COMMUNICATION- FORMATION
CONTINUE- UNE LECTURE DES MÉDIAS ALGÉRIENS /PREMIERS JOURNAUX A L’INDÉPENDANCE
(V/V)
© Pr Ahmed Cheniki/Fb, mars 2025
En Algérie, la belle aventure des premiers journaux de l'indépendance
Il y avait de
l’enthousiasme, mais aussi de l’inquiétude. A Tripoli, le verbe ne faisait pas
partie d’un lexique de haute voltige. A Alger, les gens étaient sortis dans la
rue pour calmer les belligérants. Il fallait construire un État, le
colonialisme a tout déraciné, il fallait le faire le plus vite possible.

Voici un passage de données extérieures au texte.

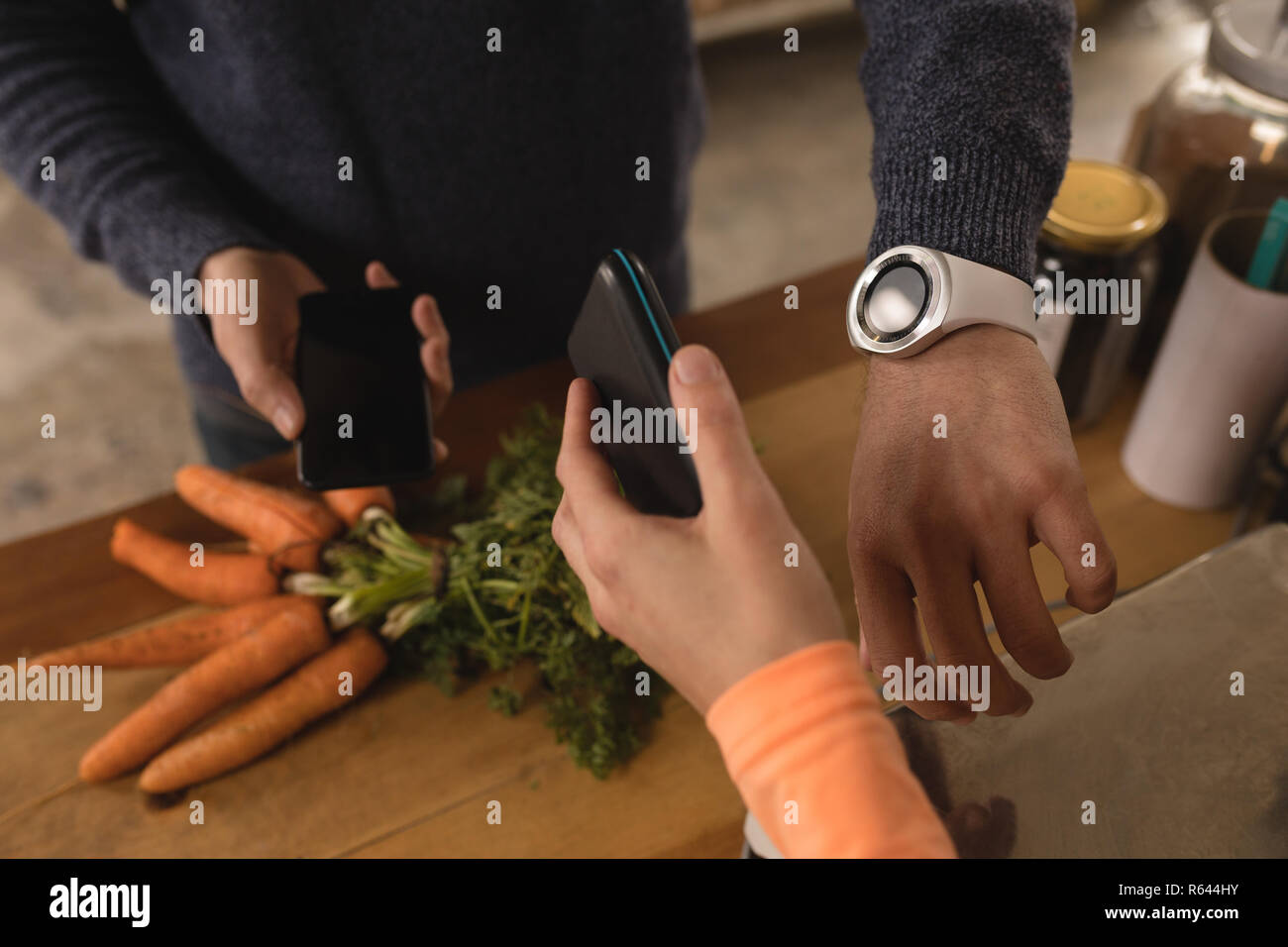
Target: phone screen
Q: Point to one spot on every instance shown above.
(366, 399)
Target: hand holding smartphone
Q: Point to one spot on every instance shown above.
(366, 399)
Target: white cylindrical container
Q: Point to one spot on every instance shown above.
(1223, 371)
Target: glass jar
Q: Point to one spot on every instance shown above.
(1096, 268)
(1216, 140)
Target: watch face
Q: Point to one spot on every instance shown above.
(896, 302)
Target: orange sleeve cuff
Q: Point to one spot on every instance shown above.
(819, 766)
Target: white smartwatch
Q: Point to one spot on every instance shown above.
(910, 296)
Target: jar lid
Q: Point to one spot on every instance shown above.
(1249, 43)
(1106, 206)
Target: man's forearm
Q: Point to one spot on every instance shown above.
(971, 106)
(86, 132)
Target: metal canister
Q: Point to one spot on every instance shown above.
(1096, 269)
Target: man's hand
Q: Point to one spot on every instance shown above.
(262, 354)
(704, 600)
(930, 514)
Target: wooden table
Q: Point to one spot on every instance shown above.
(410, 772)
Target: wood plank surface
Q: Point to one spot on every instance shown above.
(408, 771)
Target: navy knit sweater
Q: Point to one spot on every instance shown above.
(475, 167)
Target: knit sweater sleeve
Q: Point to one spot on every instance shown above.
(971, 106)
(88, 132)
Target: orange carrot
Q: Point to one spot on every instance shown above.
(168, 643)
(279, 522)
(351, 504)
(235, 671)
(277, 714)
(223, 579)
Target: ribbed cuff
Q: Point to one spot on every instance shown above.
(176, 232)
(987, 209)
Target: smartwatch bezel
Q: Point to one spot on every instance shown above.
(928, 324)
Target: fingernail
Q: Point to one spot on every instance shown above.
(696, 365)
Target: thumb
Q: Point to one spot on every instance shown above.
(271, 392)
(712, 420)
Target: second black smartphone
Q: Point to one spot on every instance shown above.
(366, 398)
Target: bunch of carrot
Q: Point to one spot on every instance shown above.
(267, 642)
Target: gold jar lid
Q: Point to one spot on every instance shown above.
(1104, 208)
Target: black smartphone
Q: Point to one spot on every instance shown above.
(366, 398)
(623, 342)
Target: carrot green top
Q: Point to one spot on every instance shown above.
(819, 766)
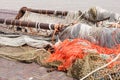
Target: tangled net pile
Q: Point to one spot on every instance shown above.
(70, 51)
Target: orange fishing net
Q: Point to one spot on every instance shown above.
(70, 50)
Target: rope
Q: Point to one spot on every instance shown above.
(101, 67)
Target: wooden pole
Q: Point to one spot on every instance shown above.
(27, 24)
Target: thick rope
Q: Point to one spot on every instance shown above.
(101, 67)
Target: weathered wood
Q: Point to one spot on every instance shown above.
(27, 24)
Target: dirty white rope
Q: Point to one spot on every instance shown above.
(22, 40)
(101, 67)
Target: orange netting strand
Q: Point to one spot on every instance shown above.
(68, 51)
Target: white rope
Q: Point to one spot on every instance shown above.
(5, 21)
(101, 67)
(110, 77)
(39, 27)
(36, 25)
(50, 26)
(55, 12)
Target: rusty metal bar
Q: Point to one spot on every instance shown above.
(27, 24)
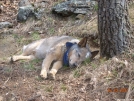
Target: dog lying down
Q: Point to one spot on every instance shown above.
(62, 50)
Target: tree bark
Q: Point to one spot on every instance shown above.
(113, 27)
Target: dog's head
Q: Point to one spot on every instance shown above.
(77, 53)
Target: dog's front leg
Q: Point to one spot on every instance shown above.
(46, 64)
(57, 65)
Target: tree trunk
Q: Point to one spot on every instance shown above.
(113, 27)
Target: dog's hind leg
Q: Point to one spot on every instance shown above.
(22, 57)
(57, 65)
(46, 64)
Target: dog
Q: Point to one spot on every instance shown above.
(62, 50)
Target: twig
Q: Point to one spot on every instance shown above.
(34, 97)
(6, 81)
(129, 91)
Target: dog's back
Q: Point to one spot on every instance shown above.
(41, 47)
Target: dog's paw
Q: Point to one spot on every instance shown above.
(51, 76)
(43, 74)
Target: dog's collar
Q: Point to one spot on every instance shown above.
(65, 59)
(66, 51)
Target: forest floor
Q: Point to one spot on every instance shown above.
(100, 80)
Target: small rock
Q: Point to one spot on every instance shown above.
(6, 25)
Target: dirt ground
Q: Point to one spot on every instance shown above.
(100, 80)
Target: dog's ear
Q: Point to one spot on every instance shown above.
(69, 45)
(94, 53)
(83, 42)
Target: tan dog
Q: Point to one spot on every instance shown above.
(63, 50)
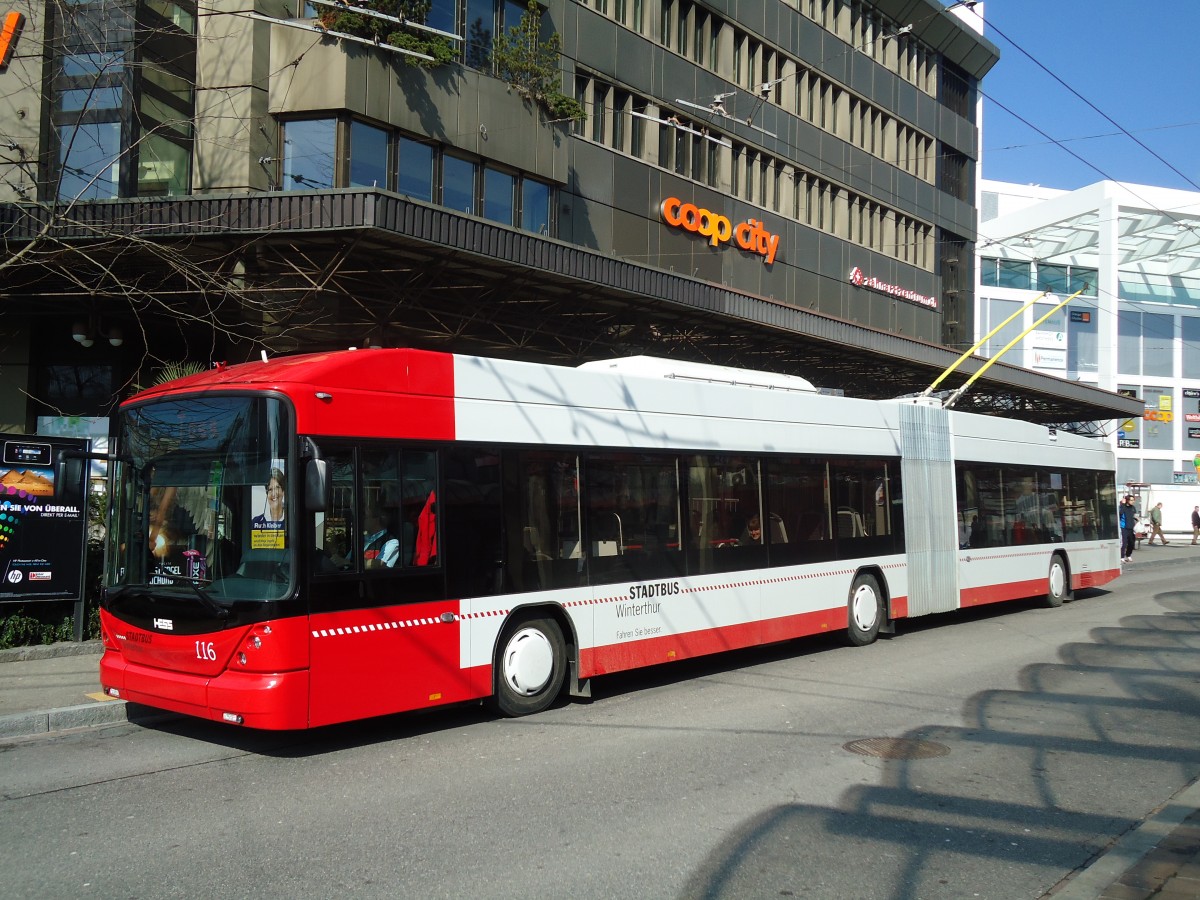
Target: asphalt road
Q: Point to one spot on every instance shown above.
(1031, 739)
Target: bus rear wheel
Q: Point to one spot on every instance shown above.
(531, 667)
(865, 611)
(1059, 582)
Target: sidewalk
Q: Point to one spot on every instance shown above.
(55, 688)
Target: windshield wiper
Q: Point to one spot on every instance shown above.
(213, 605)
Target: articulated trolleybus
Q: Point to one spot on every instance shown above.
(329, 537)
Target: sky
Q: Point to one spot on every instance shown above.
(1133, 63)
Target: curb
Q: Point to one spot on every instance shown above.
(51, 651)
(40, 721)
(1131, 847)
(85, 715)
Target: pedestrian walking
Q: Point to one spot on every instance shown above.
(1126, 514)
(1156, 526)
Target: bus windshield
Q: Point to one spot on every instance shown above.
(199, 501)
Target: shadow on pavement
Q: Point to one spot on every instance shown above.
(1078, 754)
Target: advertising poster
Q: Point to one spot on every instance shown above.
(42, 539)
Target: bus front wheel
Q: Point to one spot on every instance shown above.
(865, 611)
(1059, 581)
(531, 667)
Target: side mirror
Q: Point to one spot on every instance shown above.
(69, 477)
(316, 485)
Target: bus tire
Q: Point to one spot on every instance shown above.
(531, 667)
(865, 609)
(1059, 582)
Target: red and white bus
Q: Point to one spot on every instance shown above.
(329, 537)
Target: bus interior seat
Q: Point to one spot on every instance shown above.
(778, 531)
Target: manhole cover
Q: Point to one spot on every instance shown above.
(897, 748)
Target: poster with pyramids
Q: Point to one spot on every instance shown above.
(42, 534)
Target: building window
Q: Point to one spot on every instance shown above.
(1189, 336)
(443, 16)
(90, 161)
(1053, 277)
(1084, 280)
(535, 205)
(123, 130)
(369, 156)
(459, 184)
(309, 154)
(498, 196)
(480, 25)
(1158, 345)
(415, 175)
(996, 311)
(1128, 342)
(1013, 274)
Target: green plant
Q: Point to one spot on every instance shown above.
(394, 34)
(46, 625)
(181, 369)
(532, 65)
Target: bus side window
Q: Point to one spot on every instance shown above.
(419, 513)
(334, 528)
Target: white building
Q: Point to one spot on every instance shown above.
(1134, 251)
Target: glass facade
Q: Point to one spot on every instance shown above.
(309, 153)
(123, 100)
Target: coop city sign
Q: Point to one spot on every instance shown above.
(751, 235)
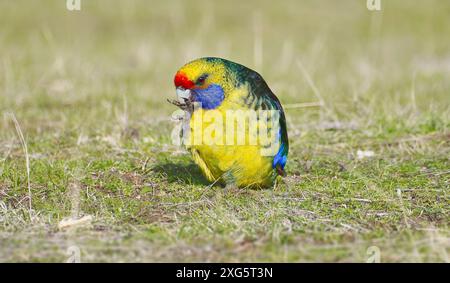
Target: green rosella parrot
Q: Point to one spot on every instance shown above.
(211, 90)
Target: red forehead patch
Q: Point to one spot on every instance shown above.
(181, 80)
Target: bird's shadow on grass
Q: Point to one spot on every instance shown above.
(188, 174)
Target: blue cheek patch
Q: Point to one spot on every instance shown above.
(210, 97)
(281, 157)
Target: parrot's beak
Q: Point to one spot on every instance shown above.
(184, 95)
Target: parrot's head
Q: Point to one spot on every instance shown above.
(206, 81)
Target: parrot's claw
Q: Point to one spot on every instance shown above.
(186, 106)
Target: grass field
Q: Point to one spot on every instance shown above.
(369, 158)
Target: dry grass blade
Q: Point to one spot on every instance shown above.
(27, 158)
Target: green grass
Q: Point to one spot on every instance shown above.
(89, 91)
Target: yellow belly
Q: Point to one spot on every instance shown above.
(241, 165)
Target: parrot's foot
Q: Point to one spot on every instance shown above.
(231, 188)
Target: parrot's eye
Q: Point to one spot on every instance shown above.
(201, 79)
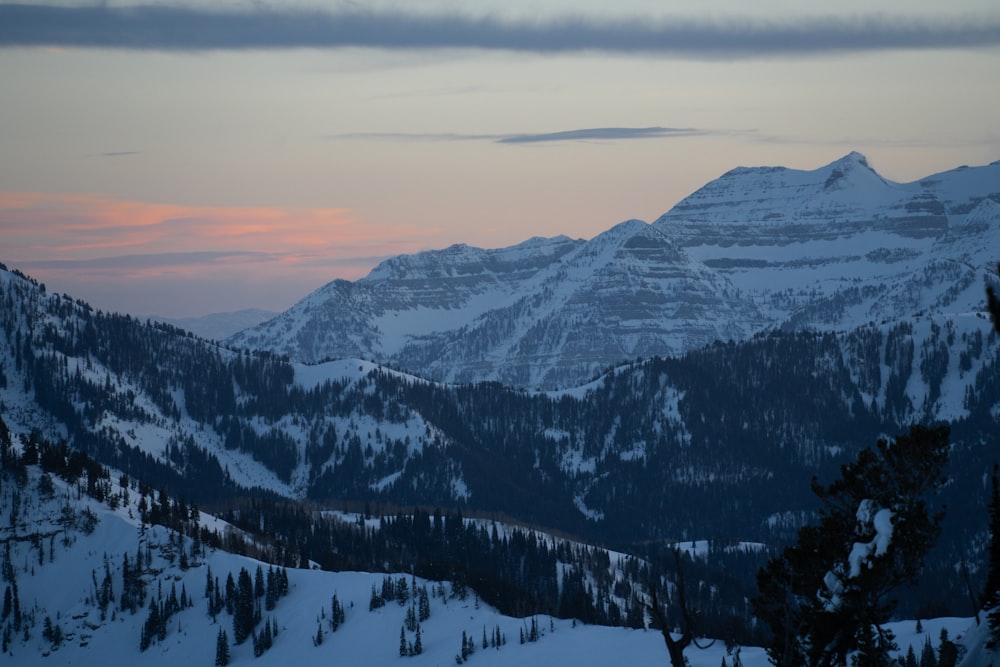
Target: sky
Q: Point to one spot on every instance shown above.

C’était peut-être le piège. Mais pouvait-on faire autrement.
Dans ce contexte très
singulier, les rares intellectuels tentaient de construire quelque chose. Des
débats et des discussions partout. La presse rendait compte de ces moments
enrichissants. Surtout Révolution Africaine et Alger-Républicain. On bougeait,
il y avait encore dans les rédactions des Français qui avaient soutenu
l’indépendance. C’était l’euphorie.
Au théâtre, au cinéma,
à l’UEA (Union des Écrivains Algériens) ou à l’UNAP (Union Nationale des
Peintres Algériens) qui venaient de naître, on parlait de tout, mais davantage
de quel art faire pour dévélopper un pays qui voyait
le jour, pour la première fois. Il y avait des journaux qui entretenaient les
lecteurs de tout ce qui se passait. Des réussites, mais aussi des blocages. Des
titres algériens dans les kiosques, c’était nouveau.
Peuple qui était le
journal gouvernemental officiel de septembre 1962 à juin 1965 : Echaab, puis Le Peuple à partir de mars 1963. Il existait
également d’autres titres durant la période 1962 à 1965 : Alger ce soir (avril
1964-septembre 1965, fondé et dirigé par Mohamed Boudia,
son rédacteur en chef était Serge Michel. Son crédo : « donner plus souvent la
parole aux dockers qu’à leur ministre », Révolution africaine (né en 1963) avec
comme premiers journalistes des noms prestigieux : Georges Arnaud, Gérard Chaliand, Juliette Minces, Siné,
Robert Namia, Jacques Vergès qui était son premier
directeur avant d’être remplacé par Mohamed Harbi, El
Joumhouria, An Nasr et Révolution et travail.
À côté des journaux
algériens, continuaient à sortir des quotidiens, existant durant la période
coloniale, dont La dépêche de Constantine et L’écho d’Oran, qui ne disparaitront
qu’en 1963. Il y avait aussi la belle revue culturelle, de très sérieuses
contributions, « Novembre », née grâce à Mohamed Boudia,
mais aussi El Moudjahid (Hebdo, en arabe, qui a pris le relais d’El Moudjahid
de la lutte de libération), pas El Moudjahid actuel, apparu après le coup
d’État du 19 juin 1965, à la suite de l’annonce d’une fusion Le Peuple-Alger
Républicain, réalisée dans la douleur.
Il y avait des débats,
beaucoup de débats, la presse, il faut le dire, proposait souvent des articles
bien écrits, de beaux moments de débats. Théâtre, cinéma, littératures, arts,
on essayait de donner à lire les différents projets possibles. Discussions
contradictoires.
A Révolution Africaine,
un débat sérieux est parti d’un entretien de Mostefa Lacheraf,
en exil, accordé à la revue de Sartre et de Jeanson, « Les Temps Modernes »,
reprise par l’hebdomadaire dirigé par Harbi. Mais
vite arrêté.
La censure y était
déjà. La presse était peut-être l’expression d’un pluralisme qui s’imposait,
dans certaines structures, grâce à de grandes et prestigieuses signatures. Il y
avait dans les espaces culturels et médiatiques, des intellectuels libres,
dignes qui osaient s’exprimer, -qui pouvait les arrêter à l’époque ?-, ils
disposaient déjà de la légitimité historique et intellectuelle, Boudia, Kateb, Mammeri, Haddad, Djebar, Ouettar,
Verges, Harbi, Bourboune et
beaucoup d’autres, ils comprirent vite que le véritable pouvoir n’était pas le
lieu de la mise en œuvre de projets de société, surtout dans un pays piégé dès
le départ par un parti unique qui semblait carrément éloigné des définitions
politiques et idéologiques.
Ce qui était important,
c’étaient les affaires de personnes. Au-delà de quelque discours idéologique.